Similarly, the Holy One, blessed be He, says to the soul:  Why did you sin to Me?   The soul answers:   Lord of the Universe, I did not sin; it was the body that sinned, for since the moment that I departed from it like a pure bird flying away in the breeze, how have I sinned to You?   Then He says to the body:   Why did you sin to Me?   The body answers, Lord of the Universe, I did not sin; it was the soul that sinned, for since the moment that it left me I have been like a stone cast upon the earth, and as such how could I sin to You?  What does the Holy One, blessed be He, do to them?  He brings the soul and casts it into the body and judges the two of them as one, as it is said, “He summoned the heavens above, etc.” (Ps. 50:4) – He summoned the heavens above to bring the soul and the earth to bring the body to be judged with it.

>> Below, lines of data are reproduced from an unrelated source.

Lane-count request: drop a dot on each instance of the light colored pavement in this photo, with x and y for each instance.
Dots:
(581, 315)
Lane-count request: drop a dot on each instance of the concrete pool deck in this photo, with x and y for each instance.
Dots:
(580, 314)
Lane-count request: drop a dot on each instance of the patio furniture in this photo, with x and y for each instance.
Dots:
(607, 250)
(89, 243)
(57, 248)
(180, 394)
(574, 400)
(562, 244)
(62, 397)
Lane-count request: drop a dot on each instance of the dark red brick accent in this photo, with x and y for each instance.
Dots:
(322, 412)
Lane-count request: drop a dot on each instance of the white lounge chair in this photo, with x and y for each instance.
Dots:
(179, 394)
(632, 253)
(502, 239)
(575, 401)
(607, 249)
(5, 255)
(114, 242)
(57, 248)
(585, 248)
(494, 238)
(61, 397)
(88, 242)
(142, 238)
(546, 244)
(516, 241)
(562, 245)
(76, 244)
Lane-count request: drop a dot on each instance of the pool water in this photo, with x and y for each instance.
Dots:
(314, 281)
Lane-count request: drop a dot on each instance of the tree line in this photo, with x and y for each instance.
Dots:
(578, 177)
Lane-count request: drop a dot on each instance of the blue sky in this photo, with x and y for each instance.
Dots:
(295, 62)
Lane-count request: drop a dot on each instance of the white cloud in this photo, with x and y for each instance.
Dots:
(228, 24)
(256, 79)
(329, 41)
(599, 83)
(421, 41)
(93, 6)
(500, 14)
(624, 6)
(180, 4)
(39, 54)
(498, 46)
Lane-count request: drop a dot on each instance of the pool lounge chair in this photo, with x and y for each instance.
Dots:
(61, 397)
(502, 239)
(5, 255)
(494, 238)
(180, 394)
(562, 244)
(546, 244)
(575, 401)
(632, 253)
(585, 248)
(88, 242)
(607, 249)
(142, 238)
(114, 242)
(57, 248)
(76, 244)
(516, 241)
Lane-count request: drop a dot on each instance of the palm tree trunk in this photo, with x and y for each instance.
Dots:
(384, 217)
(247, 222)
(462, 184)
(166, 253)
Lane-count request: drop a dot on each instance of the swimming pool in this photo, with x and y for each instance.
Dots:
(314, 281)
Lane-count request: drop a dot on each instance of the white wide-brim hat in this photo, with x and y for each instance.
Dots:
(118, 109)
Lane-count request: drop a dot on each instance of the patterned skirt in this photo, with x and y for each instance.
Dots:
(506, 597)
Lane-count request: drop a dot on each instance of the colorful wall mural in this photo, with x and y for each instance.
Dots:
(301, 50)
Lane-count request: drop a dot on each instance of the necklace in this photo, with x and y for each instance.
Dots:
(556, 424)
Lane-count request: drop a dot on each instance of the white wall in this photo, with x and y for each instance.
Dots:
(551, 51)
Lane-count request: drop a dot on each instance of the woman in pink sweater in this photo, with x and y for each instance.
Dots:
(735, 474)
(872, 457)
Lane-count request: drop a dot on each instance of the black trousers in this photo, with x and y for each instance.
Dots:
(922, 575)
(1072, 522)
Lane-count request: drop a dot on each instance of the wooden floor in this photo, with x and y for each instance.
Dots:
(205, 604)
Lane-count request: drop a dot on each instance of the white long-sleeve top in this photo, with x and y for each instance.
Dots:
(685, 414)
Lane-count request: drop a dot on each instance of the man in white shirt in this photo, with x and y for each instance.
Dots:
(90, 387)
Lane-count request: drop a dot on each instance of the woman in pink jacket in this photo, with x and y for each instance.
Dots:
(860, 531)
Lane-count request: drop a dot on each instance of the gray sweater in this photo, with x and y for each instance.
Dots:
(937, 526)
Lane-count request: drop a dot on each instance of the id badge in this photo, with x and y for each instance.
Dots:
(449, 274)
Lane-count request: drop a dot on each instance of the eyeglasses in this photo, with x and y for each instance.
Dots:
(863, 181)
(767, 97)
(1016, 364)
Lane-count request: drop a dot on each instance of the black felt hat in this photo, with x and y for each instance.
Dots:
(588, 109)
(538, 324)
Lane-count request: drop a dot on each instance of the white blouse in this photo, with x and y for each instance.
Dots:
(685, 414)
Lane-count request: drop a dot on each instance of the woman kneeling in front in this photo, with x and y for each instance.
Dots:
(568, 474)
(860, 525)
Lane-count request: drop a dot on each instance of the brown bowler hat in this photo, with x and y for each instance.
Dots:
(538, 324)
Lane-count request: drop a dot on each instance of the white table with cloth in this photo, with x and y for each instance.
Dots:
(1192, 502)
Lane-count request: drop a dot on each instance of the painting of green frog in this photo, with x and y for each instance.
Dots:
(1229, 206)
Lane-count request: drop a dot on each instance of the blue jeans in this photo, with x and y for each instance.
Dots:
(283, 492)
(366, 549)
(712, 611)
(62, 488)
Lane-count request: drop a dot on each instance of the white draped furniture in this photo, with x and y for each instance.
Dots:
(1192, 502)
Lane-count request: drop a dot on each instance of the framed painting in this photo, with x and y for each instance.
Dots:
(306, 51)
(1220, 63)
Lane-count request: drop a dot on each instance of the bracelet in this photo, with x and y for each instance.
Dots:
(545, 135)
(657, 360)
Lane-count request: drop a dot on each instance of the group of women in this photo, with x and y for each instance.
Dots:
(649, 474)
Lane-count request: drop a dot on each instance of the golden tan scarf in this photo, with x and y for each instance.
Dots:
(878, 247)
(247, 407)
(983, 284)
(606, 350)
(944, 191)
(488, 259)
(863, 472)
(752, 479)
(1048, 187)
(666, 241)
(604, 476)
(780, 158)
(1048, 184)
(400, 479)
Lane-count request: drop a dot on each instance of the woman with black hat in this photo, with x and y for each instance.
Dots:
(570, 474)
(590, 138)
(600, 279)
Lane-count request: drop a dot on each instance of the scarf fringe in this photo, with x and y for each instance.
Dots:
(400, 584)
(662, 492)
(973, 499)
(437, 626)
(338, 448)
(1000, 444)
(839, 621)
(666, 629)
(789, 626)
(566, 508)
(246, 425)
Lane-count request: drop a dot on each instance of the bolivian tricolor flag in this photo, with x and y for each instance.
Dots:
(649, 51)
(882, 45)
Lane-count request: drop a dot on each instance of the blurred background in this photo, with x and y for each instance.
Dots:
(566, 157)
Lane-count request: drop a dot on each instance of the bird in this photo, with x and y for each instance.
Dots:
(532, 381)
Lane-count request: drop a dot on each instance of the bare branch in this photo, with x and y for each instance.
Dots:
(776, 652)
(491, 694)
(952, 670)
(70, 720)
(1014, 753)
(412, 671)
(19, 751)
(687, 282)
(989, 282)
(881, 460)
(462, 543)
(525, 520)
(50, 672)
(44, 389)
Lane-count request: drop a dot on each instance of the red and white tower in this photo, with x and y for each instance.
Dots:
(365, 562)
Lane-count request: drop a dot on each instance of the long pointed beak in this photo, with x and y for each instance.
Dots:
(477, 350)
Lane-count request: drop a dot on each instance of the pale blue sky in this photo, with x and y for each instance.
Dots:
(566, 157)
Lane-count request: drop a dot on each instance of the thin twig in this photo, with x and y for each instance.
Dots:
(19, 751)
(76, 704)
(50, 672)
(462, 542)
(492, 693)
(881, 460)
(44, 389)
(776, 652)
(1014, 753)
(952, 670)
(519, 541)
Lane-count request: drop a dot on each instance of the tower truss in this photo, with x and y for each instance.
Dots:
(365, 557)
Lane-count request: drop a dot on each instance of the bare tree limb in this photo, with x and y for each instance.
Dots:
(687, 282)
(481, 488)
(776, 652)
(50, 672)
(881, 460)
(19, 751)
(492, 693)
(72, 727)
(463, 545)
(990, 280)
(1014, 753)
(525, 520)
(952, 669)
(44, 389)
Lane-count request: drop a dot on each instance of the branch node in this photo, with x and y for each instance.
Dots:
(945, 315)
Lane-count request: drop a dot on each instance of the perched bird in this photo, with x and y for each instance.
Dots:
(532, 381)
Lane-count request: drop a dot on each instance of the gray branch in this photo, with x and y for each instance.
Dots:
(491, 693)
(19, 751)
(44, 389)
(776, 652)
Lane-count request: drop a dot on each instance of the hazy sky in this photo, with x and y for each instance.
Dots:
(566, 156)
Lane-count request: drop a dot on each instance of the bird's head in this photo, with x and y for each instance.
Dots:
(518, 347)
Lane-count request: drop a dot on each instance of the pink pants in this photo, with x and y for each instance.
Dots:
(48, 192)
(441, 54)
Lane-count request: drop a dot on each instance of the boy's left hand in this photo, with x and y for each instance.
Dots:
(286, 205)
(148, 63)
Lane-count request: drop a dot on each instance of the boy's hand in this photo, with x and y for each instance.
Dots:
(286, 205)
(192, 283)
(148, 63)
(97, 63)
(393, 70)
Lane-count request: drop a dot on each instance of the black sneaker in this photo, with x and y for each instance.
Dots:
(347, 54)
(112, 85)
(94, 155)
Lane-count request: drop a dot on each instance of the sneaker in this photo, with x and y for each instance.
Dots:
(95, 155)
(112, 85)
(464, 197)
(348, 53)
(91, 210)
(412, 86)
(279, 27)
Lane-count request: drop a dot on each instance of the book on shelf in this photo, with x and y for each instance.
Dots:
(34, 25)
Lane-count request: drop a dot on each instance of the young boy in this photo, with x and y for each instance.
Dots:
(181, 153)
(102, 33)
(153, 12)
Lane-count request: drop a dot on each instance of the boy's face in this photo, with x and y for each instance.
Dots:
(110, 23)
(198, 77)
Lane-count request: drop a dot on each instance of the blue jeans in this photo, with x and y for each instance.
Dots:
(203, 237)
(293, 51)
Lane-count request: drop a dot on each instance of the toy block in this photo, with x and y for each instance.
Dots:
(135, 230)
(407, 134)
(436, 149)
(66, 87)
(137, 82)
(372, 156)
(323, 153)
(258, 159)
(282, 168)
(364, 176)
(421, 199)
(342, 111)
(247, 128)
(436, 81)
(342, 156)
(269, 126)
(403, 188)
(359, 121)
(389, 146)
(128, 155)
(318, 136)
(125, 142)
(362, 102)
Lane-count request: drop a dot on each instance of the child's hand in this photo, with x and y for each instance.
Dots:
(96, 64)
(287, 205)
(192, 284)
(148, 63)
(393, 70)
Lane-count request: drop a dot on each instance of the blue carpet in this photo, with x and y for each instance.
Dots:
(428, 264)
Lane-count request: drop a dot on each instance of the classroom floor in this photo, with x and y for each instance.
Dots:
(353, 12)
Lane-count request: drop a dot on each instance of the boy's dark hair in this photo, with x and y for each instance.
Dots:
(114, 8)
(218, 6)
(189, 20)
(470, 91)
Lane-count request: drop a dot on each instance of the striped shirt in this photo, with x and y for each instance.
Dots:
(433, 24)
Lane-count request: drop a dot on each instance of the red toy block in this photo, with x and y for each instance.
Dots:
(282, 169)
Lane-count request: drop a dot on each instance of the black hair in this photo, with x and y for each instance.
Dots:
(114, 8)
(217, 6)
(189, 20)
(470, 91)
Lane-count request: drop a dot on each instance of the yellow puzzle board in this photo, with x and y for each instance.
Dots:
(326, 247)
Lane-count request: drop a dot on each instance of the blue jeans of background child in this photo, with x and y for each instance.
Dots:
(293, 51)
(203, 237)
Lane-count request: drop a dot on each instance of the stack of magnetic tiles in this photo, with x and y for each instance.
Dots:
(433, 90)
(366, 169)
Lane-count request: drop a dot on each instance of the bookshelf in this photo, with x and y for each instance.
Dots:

It is clear what this parable refers to:  the blind man is the body and the lame man, the soul; and they cannot survive one without the other.  But why does the parable specifically use the imagery of a blind man (sumah) and a lame man (higger)?

Rashi, in his commentary on Sanhedrin 106b (s.v. haggira, with reference to Balaam the lame) notes that haggira is an Aramaic translation of pise’ah = lame.   Likewise Zohar Hadash, vol. 2 (Megillot) Megillat Ruth 39b presents the same parable, using the Hebrew words pise’ah and sumah, instead of higger and someh, for the lame and the blind:

“He feels only the pain of his flesh, and his spirit mourns in him” (Job 14:22), for they participated together.  What is this like?  Like a king who appointed two guards to watch his garden, one of them lame (Heb. pise’ah), the other blind (Heb. sumah)…  The lame man rode upon the blind man…

This suggests to me that the basis of the parable of the blind and the lame may have come from Greek, in which σόμα (soma) means “body”, which resembles Hebrew suma “blind,”  and ψύχη (psycho), phonetically resembling the Hebrew word pise’ah, one who is lame, means “soul.”  A psychosomatic illness, as we know, has both mental and physical aspects.   In an argument between body and soul, therefore, it is fully understandable that the Sages, who knew some Greek, would have deliberately chosen the metaphor of a blind person (sumah) and a lame person (pise’ah).  In time, the Greek context of this parable was forgotten, the word pise’ah was replaced by higger, and thus the play on words which provided the basis for this homily was lost.